If your file is not in one of the formats that OFRAK can analyze automatically, you will need to manually tag the resource as a Program and add ProgramAttributes.

resource = await ofrak_context.create_root_resource_from_file(file_path)
resource.add_tag(Program)
program_attributes = ProgramAttributes(
    InstructionSet.ARM,
    bit_width=BitWidth.BIT_32,
    endianness=Endianness.LITTLE_ENDIAN,
    sub_isa=None,
    processor=None,
)

resource.add_attributes(program_attributes)
await resource.save()

resource.identify()

You will need to add the CodeRegion view manually so that OFRAK knows where to unpack code in the binary.

new_length = await resource.get_data_length()
await resource.create_child_from_view(
    CodeRegion(
        virtual_address=0,
        size=new_length,
    ),
    Range.from_size(0, new_length)
)
await resource.save()

Cached analysis

PyGhidra can store the results of any disassembly and decompilation for later use.

Saving cached analysis

To save a cache to a JSON file:

With the ofrak_pyghidra module.

python -m ofrak_pyghidra analyze --infile my_file.elf --outfile cache_file.json --language ARM:LE:32:v7 --decompile

See python3 -m ofrak_pyghidra analyze -h for more details on usage.

In a script using the unpack function.

import json
from ofrak_pyghidra.standalone.pyghidra_analysis import unpack

decompile = True  # decompile in addition to disassembling
language = "..."
res = unpack(resource_file, decompile, language)
with open("cache_file.json", "w") as fh:
    json.dump(res, fh, indent=4)

In a script after running the analysis manually.

root_resource = await ofrak_context.create_root_resource_from_file(
    "my_file.elf"
)

# Run some analysis here

injector = ofrak_context.injector
cached_store = await injector.get_instance(CachedAnalysisStore)
analysis = cached_store.get_analysis(root_resource.get_id())

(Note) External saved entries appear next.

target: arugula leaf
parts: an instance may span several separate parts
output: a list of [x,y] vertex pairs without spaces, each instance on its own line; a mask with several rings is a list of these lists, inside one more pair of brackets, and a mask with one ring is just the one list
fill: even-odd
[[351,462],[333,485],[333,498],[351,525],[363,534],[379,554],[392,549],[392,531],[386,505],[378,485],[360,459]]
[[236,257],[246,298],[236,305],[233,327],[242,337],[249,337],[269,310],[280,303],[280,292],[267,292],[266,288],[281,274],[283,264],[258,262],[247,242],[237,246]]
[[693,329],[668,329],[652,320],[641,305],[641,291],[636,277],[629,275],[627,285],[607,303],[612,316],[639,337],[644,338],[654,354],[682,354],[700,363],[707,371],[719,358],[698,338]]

with open("cache_file.json", "w") as fh:
    json.dump(analysis, fh, indent=4)

Loading cached analysis

To load an analysis JSON file, see the Cached Disassembly Backend.

Troubleshooting

In some cases (not sure what produced this), the PyGhidra backend can get stuck and hang whenever pyghidra.open_program(...) is called. In such cases, moving the /home/<username>/.config/ghidra directory to a backup location (in case you have anything important in there) has proven to be a good way to bring the PyGhidra backend back to a good state.